Confit Duck Loin with Cauliflower Purée
A gourmet dish featuring confit duck loin served over a creamy cauliflower purée, offering a low-carb option.
- 200g confit duck loin
- 1 head cauliflower, chopped
- 1/2 cup vegetable broth
- 2 tbsp olive oil
- Salt and pepper to taste
- Steam cauliflower until tender, then blend with vegetable broth, olive oil, salt, and pepper until smooth.
- Warm the confit duck loin and slice it.
- Serve the duck over the cauliflower purée for a refined dish.
Confit Duck Loin Stuffed Bell Peppers
Colorful bell peppers stuffed with a mixture of confit duck loin, brown rice, and spices for a wholesome meal.
- 200g confit duck loin
- 2 large bell peppers
- 100g cooked brown rice
- 1 tsp cumin
- 1 tsp paprika
- Salt and pepper to taste
- Preheat the oven to 180°C (350°F).
- Mix shredded confit duck loin with cooked brown rice, cumin, paprika, salt, and pepper.
- Stuff the mixture into halved bell peppers and bake for 25 minutes.
Confit Duck Loin with Apple and Walnut Salad
A delightful salad combining the richness of confit duck loin with crisp apples and crunchy walnuts.
- 200g confit duck loin
- 1 apple, thinly sliced
- 50g walnuts, toasted
- 100g arugula
- 2 tbsp olive oil
- 1 tbsp apple cider vinegar
- Salt and pepper to taste
- In a bowl, combine arugula, apple slices, and toasted walnuts.
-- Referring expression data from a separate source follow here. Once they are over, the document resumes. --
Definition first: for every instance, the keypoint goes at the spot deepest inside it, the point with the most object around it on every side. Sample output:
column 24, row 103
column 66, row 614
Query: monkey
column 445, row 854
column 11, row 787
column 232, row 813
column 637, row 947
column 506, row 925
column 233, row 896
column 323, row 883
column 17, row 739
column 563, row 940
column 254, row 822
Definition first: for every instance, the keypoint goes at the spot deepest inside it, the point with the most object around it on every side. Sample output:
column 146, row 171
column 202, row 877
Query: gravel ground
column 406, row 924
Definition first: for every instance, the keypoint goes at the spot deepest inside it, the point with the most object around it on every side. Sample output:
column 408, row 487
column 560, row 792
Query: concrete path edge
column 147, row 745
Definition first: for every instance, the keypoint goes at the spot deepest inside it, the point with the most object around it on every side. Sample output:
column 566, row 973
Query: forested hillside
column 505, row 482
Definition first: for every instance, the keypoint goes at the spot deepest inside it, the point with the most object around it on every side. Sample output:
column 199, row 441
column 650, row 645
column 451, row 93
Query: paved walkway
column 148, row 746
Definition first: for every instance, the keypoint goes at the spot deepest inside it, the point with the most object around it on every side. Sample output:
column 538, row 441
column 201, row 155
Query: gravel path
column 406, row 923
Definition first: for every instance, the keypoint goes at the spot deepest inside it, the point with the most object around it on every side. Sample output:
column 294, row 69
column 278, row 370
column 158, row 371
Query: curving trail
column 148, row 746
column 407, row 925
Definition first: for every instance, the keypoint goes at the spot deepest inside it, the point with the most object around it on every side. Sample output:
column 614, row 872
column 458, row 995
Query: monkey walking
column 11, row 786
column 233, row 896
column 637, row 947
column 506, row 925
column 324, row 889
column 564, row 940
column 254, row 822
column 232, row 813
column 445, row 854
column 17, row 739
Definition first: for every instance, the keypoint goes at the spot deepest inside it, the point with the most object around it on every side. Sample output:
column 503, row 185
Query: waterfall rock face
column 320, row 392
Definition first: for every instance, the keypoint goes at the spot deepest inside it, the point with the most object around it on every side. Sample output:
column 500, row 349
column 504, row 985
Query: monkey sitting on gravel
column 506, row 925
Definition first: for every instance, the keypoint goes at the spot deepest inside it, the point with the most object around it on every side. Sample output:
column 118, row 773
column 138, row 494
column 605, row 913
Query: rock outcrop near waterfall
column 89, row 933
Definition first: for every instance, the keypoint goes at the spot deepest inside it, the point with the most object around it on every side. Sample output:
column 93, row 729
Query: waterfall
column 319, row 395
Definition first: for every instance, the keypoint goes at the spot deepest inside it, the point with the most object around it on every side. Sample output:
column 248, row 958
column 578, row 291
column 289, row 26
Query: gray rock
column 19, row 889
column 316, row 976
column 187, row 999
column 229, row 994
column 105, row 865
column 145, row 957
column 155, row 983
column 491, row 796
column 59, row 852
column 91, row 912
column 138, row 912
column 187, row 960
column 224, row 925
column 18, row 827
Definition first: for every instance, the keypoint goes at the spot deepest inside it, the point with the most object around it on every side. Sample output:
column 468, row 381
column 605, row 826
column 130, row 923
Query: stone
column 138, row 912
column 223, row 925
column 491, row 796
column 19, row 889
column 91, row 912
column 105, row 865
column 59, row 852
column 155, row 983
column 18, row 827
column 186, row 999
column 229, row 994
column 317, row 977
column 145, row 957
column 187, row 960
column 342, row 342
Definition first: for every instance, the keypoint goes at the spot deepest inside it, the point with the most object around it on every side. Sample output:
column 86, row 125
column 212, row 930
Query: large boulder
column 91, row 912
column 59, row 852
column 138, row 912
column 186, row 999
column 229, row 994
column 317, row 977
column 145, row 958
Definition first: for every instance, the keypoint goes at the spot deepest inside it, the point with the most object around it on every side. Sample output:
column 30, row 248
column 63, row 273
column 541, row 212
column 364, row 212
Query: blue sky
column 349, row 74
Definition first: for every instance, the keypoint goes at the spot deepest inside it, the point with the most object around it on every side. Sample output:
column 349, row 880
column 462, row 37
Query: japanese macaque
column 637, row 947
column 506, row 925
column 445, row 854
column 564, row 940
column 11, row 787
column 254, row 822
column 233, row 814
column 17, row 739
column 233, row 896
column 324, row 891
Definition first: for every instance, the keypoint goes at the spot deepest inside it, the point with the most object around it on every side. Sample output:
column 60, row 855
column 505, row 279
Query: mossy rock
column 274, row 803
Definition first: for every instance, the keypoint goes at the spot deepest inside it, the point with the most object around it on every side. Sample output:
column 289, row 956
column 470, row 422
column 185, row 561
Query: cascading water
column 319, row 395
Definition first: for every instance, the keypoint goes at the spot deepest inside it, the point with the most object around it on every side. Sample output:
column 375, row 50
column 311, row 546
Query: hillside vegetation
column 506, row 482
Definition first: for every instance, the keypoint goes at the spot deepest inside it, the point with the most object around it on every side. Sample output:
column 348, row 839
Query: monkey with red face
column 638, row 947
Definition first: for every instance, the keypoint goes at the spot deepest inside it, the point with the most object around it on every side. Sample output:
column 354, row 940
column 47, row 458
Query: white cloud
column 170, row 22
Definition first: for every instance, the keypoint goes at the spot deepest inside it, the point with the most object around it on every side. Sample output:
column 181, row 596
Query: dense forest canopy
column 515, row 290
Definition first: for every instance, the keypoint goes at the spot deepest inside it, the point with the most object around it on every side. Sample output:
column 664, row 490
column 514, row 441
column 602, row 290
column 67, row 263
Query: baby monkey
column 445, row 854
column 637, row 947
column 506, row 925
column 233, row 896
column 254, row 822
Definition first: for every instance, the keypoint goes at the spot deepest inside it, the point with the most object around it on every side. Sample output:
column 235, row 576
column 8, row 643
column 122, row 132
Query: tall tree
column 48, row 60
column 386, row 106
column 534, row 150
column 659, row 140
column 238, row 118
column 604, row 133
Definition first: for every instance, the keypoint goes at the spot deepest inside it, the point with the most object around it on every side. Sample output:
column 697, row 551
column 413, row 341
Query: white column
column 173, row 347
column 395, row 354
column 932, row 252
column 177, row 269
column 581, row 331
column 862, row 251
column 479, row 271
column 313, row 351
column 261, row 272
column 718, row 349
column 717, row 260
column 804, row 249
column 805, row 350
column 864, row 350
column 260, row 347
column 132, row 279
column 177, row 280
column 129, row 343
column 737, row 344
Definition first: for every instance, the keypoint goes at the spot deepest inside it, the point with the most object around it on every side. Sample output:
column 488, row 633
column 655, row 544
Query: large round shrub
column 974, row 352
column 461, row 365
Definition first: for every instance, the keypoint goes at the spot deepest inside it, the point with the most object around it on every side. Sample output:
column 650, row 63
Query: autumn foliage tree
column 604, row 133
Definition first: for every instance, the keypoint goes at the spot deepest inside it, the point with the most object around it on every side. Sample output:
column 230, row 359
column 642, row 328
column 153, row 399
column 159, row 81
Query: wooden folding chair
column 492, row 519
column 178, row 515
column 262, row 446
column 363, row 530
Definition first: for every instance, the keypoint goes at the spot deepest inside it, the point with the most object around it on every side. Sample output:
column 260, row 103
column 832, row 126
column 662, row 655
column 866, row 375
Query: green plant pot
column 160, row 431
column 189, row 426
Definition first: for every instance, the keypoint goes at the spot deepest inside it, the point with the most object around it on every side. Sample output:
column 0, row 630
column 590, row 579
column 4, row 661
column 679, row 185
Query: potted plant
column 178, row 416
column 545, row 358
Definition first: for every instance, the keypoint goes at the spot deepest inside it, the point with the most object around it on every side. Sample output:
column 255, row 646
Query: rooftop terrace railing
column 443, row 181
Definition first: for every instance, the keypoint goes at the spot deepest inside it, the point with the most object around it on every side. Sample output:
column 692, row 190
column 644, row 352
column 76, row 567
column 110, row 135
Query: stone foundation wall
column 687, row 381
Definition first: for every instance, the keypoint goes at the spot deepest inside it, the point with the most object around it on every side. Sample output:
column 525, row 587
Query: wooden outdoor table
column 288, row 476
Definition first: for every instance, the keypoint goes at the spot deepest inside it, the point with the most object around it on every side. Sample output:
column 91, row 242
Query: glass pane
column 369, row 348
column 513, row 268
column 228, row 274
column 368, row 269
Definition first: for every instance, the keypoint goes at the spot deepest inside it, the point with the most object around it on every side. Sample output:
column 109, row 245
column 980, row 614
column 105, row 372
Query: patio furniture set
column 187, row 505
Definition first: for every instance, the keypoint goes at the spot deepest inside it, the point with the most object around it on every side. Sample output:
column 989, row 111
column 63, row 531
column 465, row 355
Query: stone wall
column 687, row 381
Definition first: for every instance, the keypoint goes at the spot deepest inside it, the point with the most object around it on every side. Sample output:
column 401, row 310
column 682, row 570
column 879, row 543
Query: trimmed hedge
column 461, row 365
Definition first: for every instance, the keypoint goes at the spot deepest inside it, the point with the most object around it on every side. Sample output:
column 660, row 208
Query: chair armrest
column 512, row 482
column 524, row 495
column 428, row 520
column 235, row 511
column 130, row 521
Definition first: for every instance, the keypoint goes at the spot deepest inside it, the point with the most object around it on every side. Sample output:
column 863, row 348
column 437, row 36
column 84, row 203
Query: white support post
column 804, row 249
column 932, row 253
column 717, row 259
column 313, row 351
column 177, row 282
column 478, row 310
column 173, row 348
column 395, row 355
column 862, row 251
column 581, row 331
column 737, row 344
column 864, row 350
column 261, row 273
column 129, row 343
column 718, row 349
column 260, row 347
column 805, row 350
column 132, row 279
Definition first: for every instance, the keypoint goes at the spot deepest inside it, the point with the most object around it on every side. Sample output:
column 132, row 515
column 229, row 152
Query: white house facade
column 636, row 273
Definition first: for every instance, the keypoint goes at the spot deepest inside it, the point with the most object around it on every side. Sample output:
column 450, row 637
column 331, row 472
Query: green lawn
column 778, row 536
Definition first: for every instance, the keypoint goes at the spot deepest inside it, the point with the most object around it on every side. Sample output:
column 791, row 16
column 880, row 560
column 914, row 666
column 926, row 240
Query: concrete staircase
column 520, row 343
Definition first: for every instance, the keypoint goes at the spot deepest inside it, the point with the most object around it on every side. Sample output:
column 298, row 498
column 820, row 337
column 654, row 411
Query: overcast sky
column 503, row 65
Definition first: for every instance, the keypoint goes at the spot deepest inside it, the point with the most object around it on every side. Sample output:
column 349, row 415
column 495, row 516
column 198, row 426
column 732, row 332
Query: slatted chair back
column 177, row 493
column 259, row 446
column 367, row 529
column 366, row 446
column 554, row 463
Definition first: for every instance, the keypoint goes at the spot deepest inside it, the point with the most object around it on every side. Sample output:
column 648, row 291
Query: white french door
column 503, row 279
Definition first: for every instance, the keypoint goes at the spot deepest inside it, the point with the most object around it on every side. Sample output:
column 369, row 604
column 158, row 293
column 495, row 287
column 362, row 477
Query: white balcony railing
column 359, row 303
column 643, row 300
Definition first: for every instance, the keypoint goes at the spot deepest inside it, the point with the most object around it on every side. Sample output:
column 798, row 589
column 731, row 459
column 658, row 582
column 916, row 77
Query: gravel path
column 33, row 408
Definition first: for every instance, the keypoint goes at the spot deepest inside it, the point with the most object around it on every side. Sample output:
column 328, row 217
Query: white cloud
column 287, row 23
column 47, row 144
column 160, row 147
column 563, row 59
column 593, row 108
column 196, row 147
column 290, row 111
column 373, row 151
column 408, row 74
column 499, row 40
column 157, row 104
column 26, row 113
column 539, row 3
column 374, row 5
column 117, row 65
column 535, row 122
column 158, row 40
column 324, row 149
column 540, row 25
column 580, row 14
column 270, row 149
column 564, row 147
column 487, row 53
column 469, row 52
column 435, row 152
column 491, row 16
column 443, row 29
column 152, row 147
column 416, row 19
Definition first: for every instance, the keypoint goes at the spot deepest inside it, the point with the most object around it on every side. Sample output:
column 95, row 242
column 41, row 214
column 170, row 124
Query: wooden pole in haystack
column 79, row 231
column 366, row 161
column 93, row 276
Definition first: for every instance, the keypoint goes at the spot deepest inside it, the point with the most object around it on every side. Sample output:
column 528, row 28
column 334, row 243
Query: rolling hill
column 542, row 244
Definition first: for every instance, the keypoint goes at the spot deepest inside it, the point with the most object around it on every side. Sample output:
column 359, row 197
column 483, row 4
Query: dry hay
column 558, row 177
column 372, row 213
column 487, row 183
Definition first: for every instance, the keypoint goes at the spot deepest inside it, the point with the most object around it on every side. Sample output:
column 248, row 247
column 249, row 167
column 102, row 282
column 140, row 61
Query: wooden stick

- Whisk together olive oil, apple cider vinegar, salt, and pepper, then drizzle over the salad.
- Top with sliced confit duck loin before serving.
Confit Duck Loin and Spinach Frittata
A protein-rich frittata featuring confit duck loin and fresh spinach, perfect for brunch or a light dinner.
- 200g confit duck loin
- 4 eggs
- 100g fresh spinach
- 1/4 cup milk
- Salt and pepper to taste
- 1 tbsp olive oil
- Preheat the oven to 180°C (350°F).
- In a bowl, whisk together eggs, milk, salt, and pepper.
- Sauté spinach in olive oil until wilted, then add shredded confit duck loin and pour the egg mixture over it. Cook on the stovetop until edges set, then transfer to the oven to finish cooking.